I was on an excellent panel discussion a couple of days ago organised by CCAOI, about India’s Broadcast Bill which seeks to change the way online streaming services like Netflix and Amazon Prime Video are regulated, and create a framework for regulating online news in India.
The Bill is regressive and will restrict freedom on speech both in online video and online news, especially forcing content platforms and news publishers to create an internal body for censorship content before it’s made available to the public. It seeks to regulate online content in public interest which is an unreasonable and unconstitutional restriction on freedom of speech.
A few things to note…
- The Broadcast Bill exists because there is a need by the government to legitimise the regulation of streaming services that was included in the IT Rules 2021, which are illegal and not backed by law. This is probably to address court cases against the IT Rules that challenge their legality because the IT Act doesn’t enable such regulation of online streaming.
- MIB wants to ensure that it retains all jurisdiction over streaming services and online news, and other government departments like the Ministry of Health don’t start creating their own regulations. There was also a version of the Telecom Bill wherein the department of Telecom tried to take over jurisdiction of online streaming
- The Broadcast Bill will end up replacing the existing regulatory framework for online news and streaming
- Online streaming is not broadcast. It is private viewing on personal devices, and content is pulled by the user. This is censorship of private video consumption, and there’s no valid reason for this regulation.
- Content Evaluation Committees will act as private censors within media companies, and will apply to online news.
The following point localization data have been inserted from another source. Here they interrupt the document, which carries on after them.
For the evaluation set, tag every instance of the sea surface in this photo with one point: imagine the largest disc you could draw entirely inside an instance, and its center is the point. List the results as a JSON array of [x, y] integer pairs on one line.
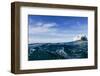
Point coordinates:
[[64, 50]]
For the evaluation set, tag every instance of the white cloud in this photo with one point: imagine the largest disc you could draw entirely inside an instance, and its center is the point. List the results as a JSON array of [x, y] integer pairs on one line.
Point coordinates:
[[41, 28]]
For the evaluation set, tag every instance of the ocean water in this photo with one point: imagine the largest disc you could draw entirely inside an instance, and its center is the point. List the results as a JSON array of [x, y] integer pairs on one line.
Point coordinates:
[[63, 50]]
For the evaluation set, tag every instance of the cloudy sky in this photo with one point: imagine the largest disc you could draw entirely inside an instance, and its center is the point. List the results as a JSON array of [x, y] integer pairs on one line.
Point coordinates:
[[53, 29]]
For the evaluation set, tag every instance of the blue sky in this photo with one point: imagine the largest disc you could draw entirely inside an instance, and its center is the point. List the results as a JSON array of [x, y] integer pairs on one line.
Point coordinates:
[[53, 29]]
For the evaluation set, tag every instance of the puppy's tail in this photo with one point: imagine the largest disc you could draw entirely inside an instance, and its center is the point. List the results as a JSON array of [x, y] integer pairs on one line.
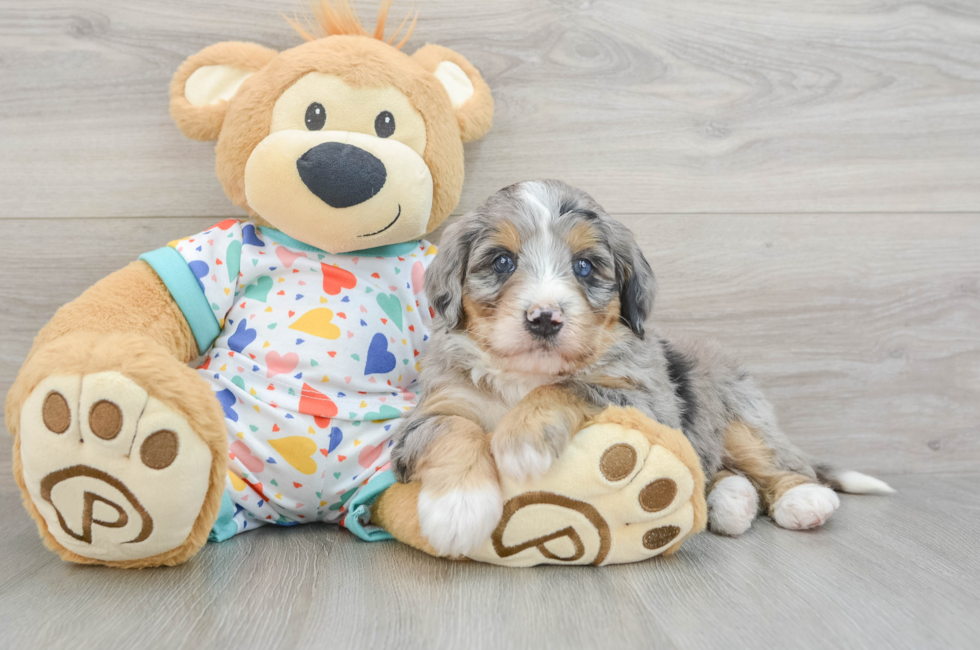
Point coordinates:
[[847, 480]]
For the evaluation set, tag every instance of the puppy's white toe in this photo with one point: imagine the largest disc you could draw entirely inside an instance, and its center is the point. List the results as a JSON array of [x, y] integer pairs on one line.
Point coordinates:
[[732, 505], [459, 521], [522, 462], [805, 506]]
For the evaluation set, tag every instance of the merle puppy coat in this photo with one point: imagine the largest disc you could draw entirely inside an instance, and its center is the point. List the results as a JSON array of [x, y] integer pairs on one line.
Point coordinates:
[[543, 317]]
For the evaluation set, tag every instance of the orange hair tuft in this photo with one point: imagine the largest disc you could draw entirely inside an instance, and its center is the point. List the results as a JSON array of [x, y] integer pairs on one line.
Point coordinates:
[[338, 17]]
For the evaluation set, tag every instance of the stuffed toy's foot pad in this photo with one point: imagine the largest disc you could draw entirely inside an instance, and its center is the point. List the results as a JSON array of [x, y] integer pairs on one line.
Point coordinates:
[[625, 489], [115, 474]]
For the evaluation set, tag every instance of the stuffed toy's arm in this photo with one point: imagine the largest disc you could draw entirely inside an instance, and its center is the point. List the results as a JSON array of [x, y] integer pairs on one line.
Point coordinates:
[[131, 300]]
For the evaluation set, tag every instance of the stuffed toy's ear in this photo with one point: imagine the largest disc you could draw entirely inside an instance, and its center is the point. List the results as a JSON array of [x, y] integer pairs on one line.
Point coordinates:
[[467, 90], [204, 83]]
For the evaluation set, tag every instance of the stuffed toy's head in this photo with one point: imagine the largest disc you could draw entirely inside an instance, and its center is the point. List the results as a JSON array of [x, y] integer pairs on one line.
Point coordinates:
[[344, 142]]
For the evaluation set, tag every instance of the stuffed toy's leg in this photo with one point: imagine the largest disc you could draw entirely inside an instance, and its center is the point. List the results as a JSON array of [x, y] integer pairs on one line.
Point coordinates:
[[626, 489], [119, 447]]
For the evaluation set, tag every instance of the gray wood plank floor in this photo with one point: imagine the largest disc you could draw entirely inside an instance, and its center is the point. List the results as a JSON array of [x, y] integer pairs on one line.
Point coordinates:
[[654, 105], [886, 572], [805, 179]]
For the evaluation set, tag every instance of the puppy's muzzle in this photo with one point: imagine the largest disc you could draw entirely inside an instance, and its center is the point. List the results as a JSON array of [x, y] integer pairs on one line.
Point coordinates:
[[543, 322], [341, 175]]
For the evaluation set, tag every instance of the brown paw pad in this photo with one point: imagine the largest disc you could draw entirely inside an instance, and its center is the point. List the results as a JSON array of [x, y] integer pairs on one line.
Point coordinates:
[[658, 495], [659, 537], [105, 419], [618, 462], [56, 413]]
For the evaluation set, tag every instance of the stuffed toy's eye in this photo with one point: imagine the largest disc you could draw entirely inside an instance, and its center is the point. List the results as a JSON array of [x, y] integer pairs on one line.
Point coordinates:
[[504, 264], [316, 116], [384, 124], [582, 268]]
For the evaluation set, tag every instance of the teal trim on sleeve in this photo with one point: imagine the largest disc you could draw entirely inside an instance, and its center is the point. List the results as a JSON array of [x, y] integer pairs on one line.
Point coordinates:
[[224, 526], [187, 293], [359, 509], [389, 250]]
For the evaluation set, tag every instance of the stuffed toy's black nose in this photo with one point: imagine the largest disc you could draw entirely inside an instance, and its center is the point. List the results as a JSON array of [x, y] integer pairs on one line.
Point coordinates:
[[341, 175], [543, 323]]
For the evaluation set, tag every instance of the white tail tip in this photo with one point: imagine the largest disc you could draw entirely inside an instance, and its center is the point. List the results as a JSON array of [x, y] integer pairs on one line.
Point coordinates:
[[857, 483]]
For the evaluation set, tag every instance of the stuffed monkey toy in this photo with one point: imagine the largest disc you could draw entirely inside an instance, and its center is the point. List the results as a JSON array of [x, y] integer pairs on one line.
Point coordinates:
[[308, 320]]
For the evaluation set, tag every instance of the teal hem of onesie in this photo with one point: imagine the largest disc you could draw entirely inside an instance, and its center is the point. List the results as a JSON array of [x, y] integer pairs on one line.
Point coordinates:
[[224, 526], [187, 293], [388, 250], [359, 508]]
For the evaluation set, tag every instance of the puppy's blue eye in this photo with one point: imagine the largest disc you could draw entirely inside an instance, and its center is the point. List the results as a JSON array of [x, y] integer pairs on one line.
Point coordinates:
[[582, 268], [504, 264]]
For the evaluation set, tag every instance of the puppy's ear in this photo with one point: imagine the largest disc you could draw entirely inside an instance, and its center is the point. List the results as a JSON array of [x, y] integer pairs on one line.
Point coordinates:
[[203, 84], [445, 276], [637, 284]]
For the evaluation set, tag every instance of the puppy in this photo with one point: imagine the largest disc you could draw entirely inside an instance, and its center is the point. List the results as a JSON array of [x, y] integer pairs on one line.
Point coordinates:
[[542, 306]]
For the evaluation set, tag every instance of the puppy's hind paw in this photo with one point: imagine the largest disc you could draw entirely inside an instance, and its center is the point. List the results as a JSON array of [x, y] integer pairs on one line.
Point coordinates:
[[521, 462], [732, 506], [459, 521], [805, 506]]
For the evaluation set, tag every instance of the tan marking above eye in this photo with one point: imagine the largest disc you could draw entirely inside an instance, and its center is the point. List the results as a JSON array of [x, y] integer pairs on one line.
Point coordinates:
[[105, 419], [159, 449], [348, 109], [582, 237], [55, 412], [617, 462], [507, 236]]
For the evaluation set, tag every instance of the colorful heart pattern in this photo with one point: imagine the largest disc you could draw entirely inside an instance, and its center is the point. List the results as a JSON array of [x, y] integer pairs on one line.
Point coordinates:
[[314, 365]]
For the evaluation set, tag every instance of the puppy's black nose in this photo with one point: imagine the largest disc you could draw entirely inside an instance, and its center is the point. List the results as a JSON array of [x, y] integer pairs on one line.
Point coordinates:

- There are 67 areas for which rules will be made. The Bill gives the executive disproportionate freedom to make rules. Expect regular rule creation from MIB if this Bill is passed. We’re seeing this with the Data Protection Bill as well, and will see it with the Digital India Act
- Expect fewer documentaries about India to be released in India once this passes, because documentaries will be screened for how they represent facts/India
- The usage of the phrase “Public Interest” for restriction of content is unconstitutional. It’s not a restriction to free speech under the Constitution of India
- The Bill is lazily worded. It expands several provisions for broadcast creative content to news content.
- We’re seeing overreach and censorship coming from “Self Regulatory Organisations” already in place, even though the IT Rules don’t require enable such censorship.
- Try applying a broadcast censorship code to online streaming and so many of your favourite shows will become unwatchable because of the nanny state.